In een brief aan de federale minister van sociale zaken en volksgezondheid Laurette Onkelinx (PS) vraagt Vlaams minister van volksgezondheid Jo Vandeurzen (Cd&V) de normen van de zorgprogramma's voor kinderen te willen herzien. Of dit minstens in overweging te willen nemen.
Vandeurzen stelt immers vast dat er een tekort is aan pediaters. Dit terwijl een pediatrisch zorgprogramma in een ziekenhuis vanaf 1 januari volgend jaar om erkend te blijven minstens moet beschikken over vier voltijds equivalenten pediaters. Het gevolg zou zijn dat een vierde van de kinderafdelingen hun deuren zouden moeten sluiten.

De Vlaamse minister wijst er op dat de Nationale Raad voor ziekenhuisvoorzieningen (NRZV) al in 2008 adviseerde om de verhoging van het actuele aantal van drie pediaters naar vier in 2012 te schrappen. Hiervoor is geen medisch draagvlak wegens een te hoge wachtbelasting, zo luidde het. Bovendien komen na kantooruren en in de weekends er steeds meer kinderen toe op de spoed.
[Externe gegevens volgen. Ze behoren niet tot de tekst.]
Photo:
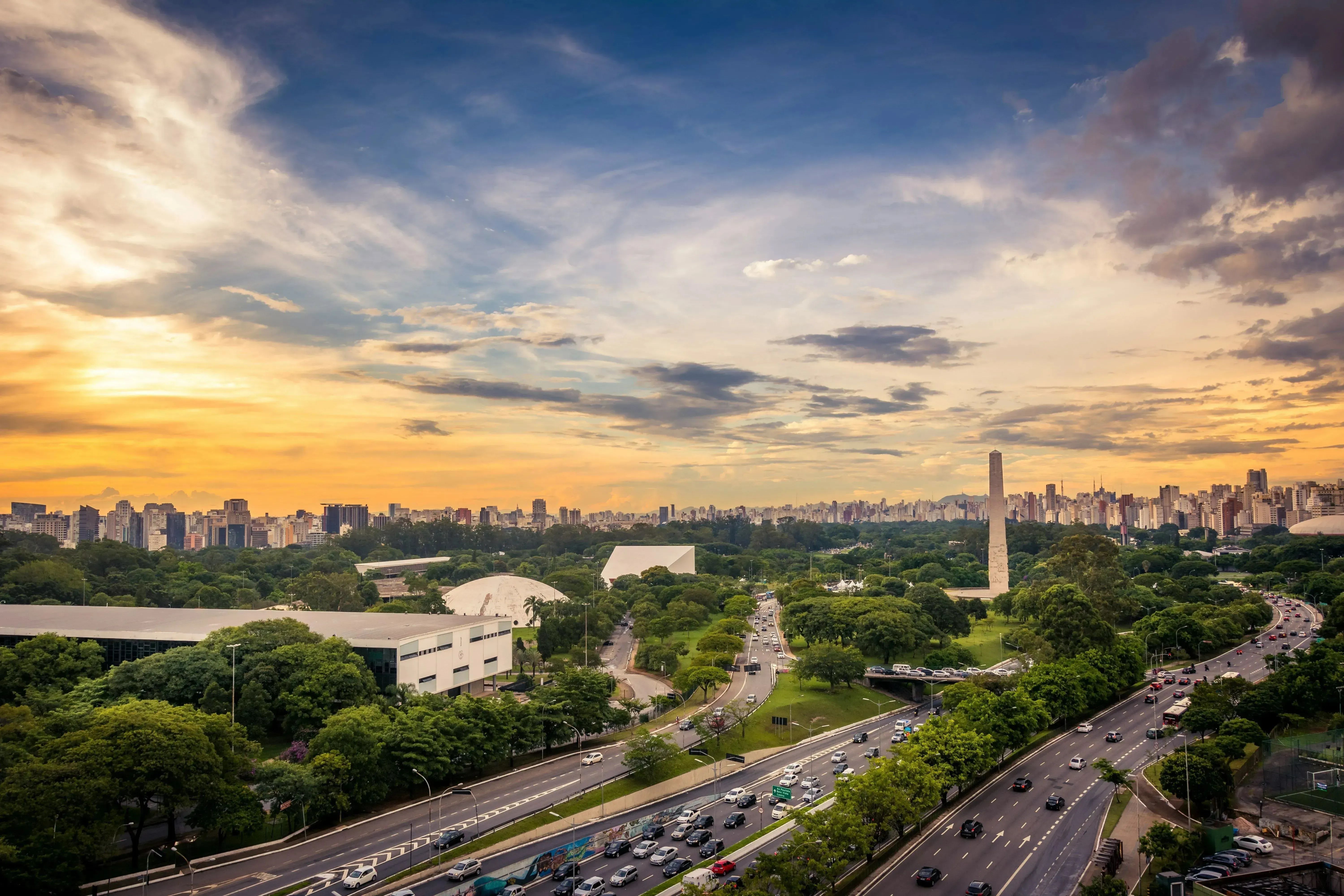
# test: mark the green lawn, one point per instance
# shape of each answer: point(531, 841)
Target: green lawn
point(812, 706)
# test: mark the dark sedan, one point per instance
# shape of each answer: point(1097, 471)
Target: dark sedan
point(928, 877)
point(677, 867)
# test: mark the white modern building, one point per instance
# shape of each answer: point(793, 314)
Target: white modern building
point(433, 653)
point(634, 559)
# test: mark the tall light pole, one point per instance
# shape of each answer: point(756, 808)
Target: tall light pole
point(233, 686)
point(431, 796)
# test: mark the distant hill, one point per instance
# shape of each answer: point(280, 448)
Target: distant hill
point(954, 499)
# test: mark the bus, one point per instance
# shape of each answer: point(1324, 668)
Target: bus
point(1171, 717)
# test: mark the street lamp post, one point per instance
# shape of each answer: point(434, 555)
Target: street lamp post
point(476, 809)
point(233, 686)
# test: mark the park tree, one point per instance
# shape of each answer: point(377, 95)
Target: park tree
point(831, 664)
point(646, 752)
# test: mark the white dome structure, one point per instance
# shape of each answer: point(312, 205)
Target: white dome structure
point(499, 596)
point(1333, 524)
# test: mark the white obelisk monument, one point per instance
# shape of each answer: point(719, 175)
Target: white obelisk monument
point(998, 534)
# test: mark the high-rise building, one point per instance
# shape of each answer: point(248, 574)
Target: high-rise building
point(26, 512)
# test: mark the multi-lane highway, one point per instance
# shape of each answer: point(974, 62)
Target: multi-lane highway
point(389, 839)
point(1029, 850)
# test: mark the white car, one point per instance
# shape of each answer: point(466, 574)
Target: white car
point(1251, 843)
point(360, 877)
point(464, 868)
point(663, 856)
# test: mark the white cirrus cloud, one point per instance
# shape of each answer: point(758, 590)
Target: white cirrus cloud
point(768, 269)
point(269, 302)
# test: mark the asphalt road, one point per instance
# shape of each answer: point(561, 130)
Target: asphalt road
point(1030, 851)
point(392, 839)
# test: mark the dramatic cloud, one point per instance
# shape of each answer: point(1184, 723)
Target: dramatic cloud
point(1316, 338)
point(890, 345)
point(423, 428)
point(269, 302)
point(767, 271)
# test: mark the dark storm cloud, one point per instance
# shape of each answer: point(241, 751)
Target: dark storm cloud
point(1315, 338)
point(889, 345)
point(423, 428)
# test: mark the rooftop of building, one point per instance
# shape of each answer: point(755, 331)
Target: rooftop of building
point(159, 624)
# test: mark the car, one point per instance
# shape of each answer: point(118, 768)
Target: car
point(624, 877)
point(565, 871)
point(360, 877)
point(663, 855)
point(592, 887)
point(677, 867)
point(928, 877)
point(1255, 844)
point(448, 839)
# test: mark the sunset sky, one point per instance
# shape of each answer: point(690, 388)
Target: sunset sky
point(627, 254)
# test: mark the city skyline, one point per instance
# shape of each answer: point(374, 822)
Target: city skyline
point(482, 254)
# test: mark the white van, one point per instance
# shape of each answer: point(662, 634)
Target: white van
point(702, 878)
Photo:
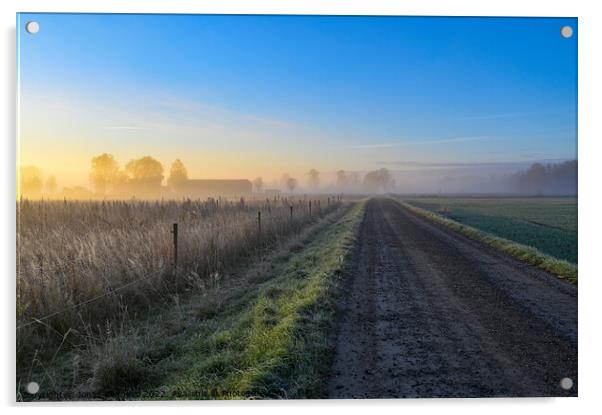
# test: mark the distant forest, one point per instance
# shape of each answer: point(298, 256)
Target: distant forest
point(550, 179)
point(145, 176)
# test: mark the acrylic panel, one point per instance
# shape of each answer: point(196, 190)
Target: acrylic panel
point(267, 207)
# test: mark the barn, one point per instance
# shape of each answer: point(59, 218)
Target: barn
point(201, 189)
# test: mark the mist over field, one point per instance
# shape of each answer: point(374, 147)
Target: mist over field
point(146, 178)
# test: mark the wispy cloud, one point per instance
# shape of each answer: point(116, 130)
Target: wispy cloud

En ook bij bevallingen zijn kinderartsen vaak aanwezig. Met als gevolg dat steeds meer jonge kinderartsen afhaken.

Daarom, zo stelt Vandeurzen in zijn brief, pleiten sommigen ervoor om pediatrische zorgprogramma's via associaties of netwerken over verschillende ziekenhuizen te laten samenwerken. Andere mogelijkheid is het onderscheid te maken tussen een programma basiszorg en een programma gespecialiseerde zorg.

Een pediatrische basisfunctie zou de aanwezigheid van een kinderarts overdag in elk ziekenhuis garanderen. Naast dagbehandeling impliceert dit ook behandeling van kinderen op de materniteit, poliklinische zorg en ondersteuning van de eerste lijn.

De gespecialiseerde zorg impliceert zware pathologie zoals intensieve zorgeenheden voor kinderen, kinderhartchirurgie, kinderoncologie, mucovisidosepatiênten, ernstige diabetes, dialyse en transplantatieprogramma's. Hiervoor is een meer gespecialiseerde personeels- en infrastructuuromkadering nodig.

Omwille van al het voorgaande vraagt Vandeurzen dus een aanpassing van de zorgprogramma's voor kinderen. De Vlaamse minster is voorstander van een gedifferentieerd zorgaanbod, het voorzien van formele samenwerkingsverbanden tussen ziekenhuizen om de zorgcontinuïteit voor het kind te garanderen en een maximale invulling van de huidige lacunes in het zorgaanbod voor kinderen. Meer bepaald denkt Vandeurzen dan aan de erkenning van intensieve zorg voor kinderen, de link met het tekort aan zorg voor psychische aandoeningen bij kinderen enz.